Interview with the MAASK Team
Several barriers exist in the world of clustering, and they need clever solutions. One of them concerns expanding memory allocation throughout the nodes of a cluster, also called distributed shared memory (DSM). Using this method, any process that uses memory sharing for interprocess communications (IPC) no longer is limited and is free to roam (read: migrate). Such a solution, MigShm, now exists in openMosix.
MigShm was created by five female college students from India. MAASK stands for Maya, Anu, Asmita, Snehal and Krushna, the five authors. They created it as final project at Cummins College of Engineering, University of Pune. MigShm quickly drew responses from people in the openMosix community and showed a bright future. Although Dr Moshe Bar still considers MigShm to be a separate add-on, he would like MigShm to develop to a more mature level. Sometime in the future, MigShm most likely will be fully merged with openMosix to extend openMosix's features. Now, let's hear MAASK speak about its projects and ideas.
Linux Journal: What is the educational background of the MAASK team?
MAASK: Maya did her schooling in Aurangabad and the rest of us studied here in Pune. After finishing with junior college, we all received Bachelor of Engineering degrees in Information Technology, from the Cummins College of Engineering at the University of Pune.
LJ: What made you become interested in computer science in general and Linux specifically? Many female students seem to be more interested in economics or management--no offense meant.
MAASK: With computer technology advancing rapidly, it is obvious that more and more people will get involved in the software industry. In our early days, the concept of free software attracted us. We struggled a bit with Linux initially, but when we got into the core of it, we were simply thrilled.

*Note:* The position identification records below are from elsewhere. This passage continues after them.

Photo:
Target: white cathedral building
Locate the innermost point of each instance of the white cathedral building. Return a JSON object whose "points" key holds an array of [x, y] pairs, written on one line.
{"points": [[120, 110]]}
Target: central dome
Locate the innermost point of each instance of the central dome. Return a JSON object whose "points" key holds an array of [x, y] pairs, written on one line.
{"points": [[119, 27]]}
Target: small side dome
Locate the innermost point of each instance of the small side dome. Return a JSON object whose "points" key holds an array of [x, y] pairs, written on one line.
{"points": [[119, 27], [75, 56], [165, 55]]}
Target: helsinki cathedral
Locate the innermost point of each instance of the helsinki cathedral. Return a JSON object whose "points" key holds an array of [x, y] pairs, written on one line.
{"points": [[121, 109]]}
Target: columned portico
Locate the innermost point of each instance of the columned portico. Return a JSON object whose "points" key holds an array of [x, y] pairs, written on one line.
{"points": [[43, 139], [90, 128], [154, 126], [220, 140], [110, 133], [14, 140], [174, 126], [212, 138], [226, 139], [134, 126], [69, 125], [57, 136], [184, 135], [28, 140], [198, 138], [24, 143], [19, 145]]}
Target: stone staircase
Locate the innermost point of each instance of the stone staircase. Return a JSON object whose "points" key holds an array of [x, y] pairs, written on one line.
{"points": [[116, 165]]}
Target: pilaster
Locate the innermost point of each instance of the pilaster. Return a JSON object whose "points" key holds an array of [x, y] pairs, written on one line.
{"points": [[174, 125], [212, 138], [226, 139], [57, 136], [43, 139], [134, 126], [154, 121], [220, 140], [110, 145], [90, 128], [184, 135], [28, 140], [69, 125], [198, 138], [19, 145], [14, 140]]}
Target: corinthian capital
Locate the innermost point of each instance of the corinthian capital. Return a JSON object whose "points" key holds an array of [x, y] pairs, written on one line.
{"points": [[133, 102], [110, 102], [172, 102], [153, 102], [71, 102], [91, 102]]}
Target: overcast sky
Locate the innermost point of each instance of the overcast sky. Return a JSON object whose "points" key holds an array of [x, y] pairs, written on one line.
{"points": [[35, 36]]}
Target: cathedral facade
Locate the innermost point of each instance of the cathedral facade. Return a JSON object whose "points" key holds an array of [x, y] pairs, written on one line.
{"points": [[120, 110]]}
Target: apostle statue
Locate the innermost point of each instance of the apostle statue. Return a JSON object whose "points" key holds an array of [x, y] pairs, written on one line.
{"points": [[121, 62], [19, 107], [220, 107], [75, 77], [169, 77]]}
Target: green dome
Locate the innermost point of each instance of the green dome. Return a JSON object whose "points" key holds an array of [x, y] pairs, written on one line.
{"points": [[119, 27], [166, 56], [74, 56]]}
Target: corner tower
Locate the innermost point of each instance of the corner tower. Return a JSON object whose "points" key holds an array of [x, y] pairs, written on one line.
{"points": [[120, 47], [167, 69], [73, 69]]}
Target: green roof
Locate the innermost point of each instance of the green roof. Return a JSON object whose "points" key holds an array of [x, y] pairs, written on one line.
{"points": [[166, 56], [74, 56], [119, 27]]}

The best part is that you have the source with you and you can play with it. That is the best way to learn any system. The global user/developer community, the number of projects on top of it (such as openMosix), the kernel versioning system, coding style--everything about it is just so cool. It lacked a few things, such as a true threading model, a preemptive kernel and so on, but with the 2.6 release these issues no longer exist. Also maybe some work needs to be done on the GUI front to attract more users. With so many people working on various distributions, this front also should improve. And who said women can't enter and succeed in this field?
LJ: In India, IT field is growing fast. Can you tell me some of latest news about the IT field in India? Does the Indian government have specific programs to support IT development?
MAASK: The Indian government actively is involved in the promotion of the IT sector, because IT now is one of our largest sources of foreign revenue generation. There are various software technology parks (STPs) being set up at various cities--Pune, Bangalore, Hyderabad and Chennai being at the forefront--equipped with the latest infrastructure.
Even more exciting for Linux users, the government recognizes that in a developing country such as ours, the introduction of a free OS will galvanize penetration of PCs. Our President, Mr. A. J. Kalam, recently gave a speech in which he encouraged government agencies as well as individual users to actively use open-source software.
The Indian government has a separate department for the information technology sector that comes under the Ministry of Communications & Information Technology. Further details about this department and the Indian government's role in IT can be found at www.mit.gov.in.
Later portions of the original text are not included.